XGBoost provides a built-in function for performing k-fold cross-validation, which can simplify your code and potentially speed up the evaluation process compared to using an external library like scikit-learn. The cv()
function in XGBoost’s native API makes it easy to perform cross-validation with just a few lines of code.
from sklearn.datasets import fetch_california_housing
import xgboost as xgb
# Load the California Housing dataset
X, y = fetch_california_housing(return_X_y=True)

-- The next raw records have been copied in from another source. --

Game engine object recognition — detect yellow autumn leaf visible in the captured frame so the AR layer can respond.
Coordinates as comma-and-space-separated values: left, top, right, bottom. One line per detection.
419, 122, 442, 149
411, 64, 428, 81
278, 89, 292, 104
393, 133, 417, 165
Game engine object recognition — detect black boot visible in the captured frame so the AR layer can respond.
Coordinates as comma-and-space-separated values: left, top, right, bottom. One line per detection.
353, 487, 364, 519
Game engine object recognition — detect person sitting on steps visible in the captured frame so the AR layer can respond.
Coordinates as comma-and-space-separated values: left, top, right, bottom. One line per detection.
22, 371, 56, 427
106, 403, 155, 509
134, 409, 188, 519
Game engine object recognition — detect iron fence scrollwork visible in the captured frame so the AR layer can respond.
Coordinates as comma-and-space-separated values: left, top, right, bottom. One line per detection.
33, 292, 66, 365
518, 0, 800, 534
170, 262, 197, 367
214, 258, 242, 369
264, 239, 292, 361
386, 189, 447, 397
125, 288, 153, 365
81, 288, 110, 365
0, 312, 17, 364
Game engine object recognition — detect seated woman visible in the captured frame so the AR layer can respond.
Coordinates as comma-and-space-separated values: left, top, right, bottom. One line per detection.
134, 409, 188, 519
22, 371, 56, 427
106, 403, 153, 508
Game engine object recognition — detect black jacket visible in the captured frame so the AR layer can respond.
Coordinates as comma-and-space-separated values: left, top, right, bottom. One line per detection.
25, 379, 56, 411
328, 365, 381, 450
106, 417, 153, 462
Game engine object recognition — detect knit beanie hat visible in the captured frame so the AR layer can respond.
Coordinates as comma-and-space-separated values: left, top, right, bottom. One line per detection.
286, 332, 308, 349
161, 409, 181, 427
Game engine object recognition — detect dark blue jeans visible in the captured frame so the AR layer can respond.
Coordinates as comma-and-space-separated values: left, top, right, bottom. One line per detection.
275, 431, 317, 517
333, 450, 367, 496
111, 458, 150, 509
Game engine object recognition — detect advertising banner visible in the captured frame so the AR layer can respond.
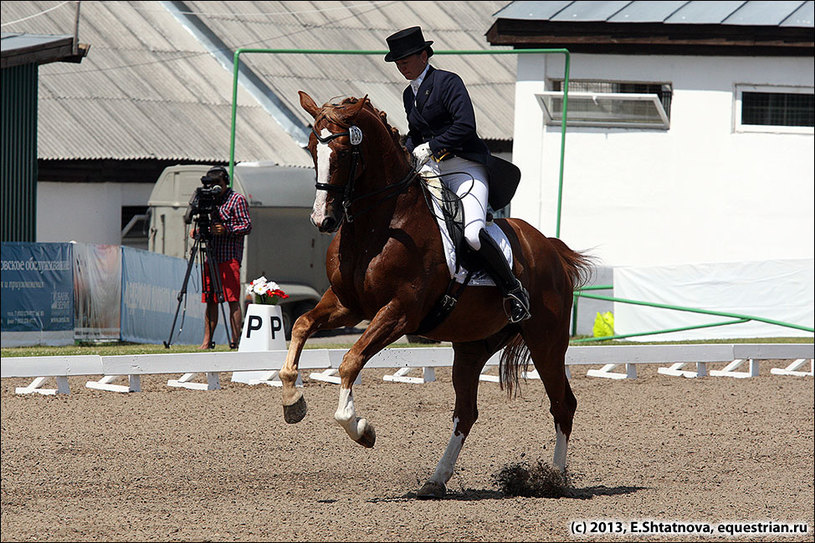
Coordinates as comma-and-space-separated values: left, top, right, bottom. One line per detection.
0, 242, 74, 347
121, 247, 229, 345
74, 243, 122, 340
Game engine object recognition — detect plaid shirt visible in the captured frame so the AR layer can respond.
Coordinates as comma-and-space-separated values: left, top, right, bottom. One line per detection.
211, 188, 252, 263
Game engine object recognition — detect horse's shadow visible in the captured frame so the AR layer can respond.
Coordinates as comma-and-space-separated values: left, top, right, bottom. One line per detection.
367, 485, 646, 503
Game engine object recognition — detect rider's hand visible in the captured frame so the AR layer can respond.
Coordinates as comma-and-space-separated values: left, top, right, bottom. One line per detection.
413, 143, 433, 166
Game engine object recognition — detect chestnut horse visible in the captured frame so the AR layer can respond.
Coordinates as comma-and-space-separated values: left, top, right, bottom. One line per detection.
279, 91, 590, 498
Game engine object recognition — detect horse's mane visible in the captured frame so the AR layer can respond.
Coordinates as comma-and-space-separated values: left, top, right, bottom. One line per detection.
315, 96, 407, 152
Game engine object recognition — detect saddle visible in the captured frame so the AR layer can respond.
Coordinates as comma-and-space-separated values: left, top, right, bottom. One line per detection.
414, 180, 493, 335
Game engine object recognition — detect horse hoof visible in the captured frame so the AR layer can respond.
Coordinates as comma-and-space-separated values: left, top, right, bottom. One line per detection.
356, 424, 376, 449
283, 396, 308, 424
416, 481, 447, 500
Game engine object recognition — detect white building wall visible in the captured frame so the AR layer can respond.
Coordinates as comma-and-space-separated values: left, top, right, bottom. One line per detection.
37, 181, 153, 245
512, 54, 815, 266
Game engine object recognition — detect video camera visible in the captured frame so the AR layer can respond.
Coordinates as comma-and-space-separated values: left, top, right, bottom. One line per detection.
184, 167, 229, 227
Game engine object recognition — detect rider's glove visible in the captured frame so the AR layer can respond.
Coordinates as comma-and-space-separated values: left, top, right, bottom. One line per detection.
413, 143, 433, 166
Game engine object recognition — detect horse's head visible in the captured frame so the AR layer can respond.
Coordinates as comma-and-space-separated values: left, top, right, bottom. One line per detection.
300, 91, 367, 232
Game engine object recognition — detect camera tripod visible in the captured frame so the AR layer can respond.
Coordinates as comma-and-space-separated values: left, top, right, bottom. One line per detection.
164, 223, 237, 349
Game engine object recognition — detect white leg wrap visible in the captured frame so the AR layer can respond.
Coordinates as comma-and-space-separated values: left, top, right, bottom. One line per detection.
334, 388, 368, 441
552, 424, 569, 473
430, 418, 465, 484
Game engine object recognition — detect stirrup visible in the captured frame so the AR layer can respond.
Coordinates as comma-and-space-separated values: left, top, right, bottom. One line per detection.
504, 284, 532, 324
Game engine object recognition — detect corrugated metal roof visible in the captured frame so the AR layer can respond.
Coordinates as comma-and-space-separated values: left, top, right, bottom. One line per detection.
180, 1, 517, 140
495, 0, 815, 27
2, 2, 312, 166
2, 1, 516, 165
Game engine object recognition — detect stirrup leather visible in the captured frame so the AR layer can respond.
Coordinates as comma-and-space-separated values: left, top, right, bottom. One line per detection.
504, 281, 532, 324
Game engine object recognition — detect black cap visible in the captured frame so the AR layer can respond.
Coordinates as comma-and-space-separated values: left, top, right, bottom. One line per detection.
385, 26, 433, 62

# Create a DMatrix object from the data
data = xgb.DMatrix(X, label=y)
# Specify the XGBoost parameters
params = {
'objective': 'reg:squarederror',
'learning_rate': 0.1,
'max_depth': 6,
'subsample': 0.8,
'colsample_bytree': 0.8,
'seed': 42
}
# Perform k-fold cross-validation
cv_results = xgb.cv(
params,
data,
num_boost_round=100,
nfold=5,
metrics='rmse',
as_pandas=True,
seed=42
)
# Print the cross-validation results
print(cv_results)
print(f"Best RMSE: {cv_results['test-rmse-mean'].min():.2f} at iteration {cv_results['test-rmse-mean'].idxmin()}")
Here’s what’s happening:
- We load the California Housing dataset and create a DMatrix object from the data, which is the data structure used by XGBoost’s native API.
- We specify the XGBoost parameters in a dictionary, including the objective function, learning rate, max depth, subsample, colsample_bytree, and random seed.
- We use
xgb.cv()
to perform 5-fold cross-validation, specifying the parameters, training data, number of boosting rounds, evaluation metric (RMSE), and other settings. - We print the cross-validation results, which include the mean and standard deviation of the evaluation metric for each fold and iteration.
- Finally, we print the best RMSE score and the corresponding iteration.
By using XGBoost’s native API for cross-validation, you can take advantage of its optimized implementation and keep your code concise and focused on the XGBoost-specific configuration.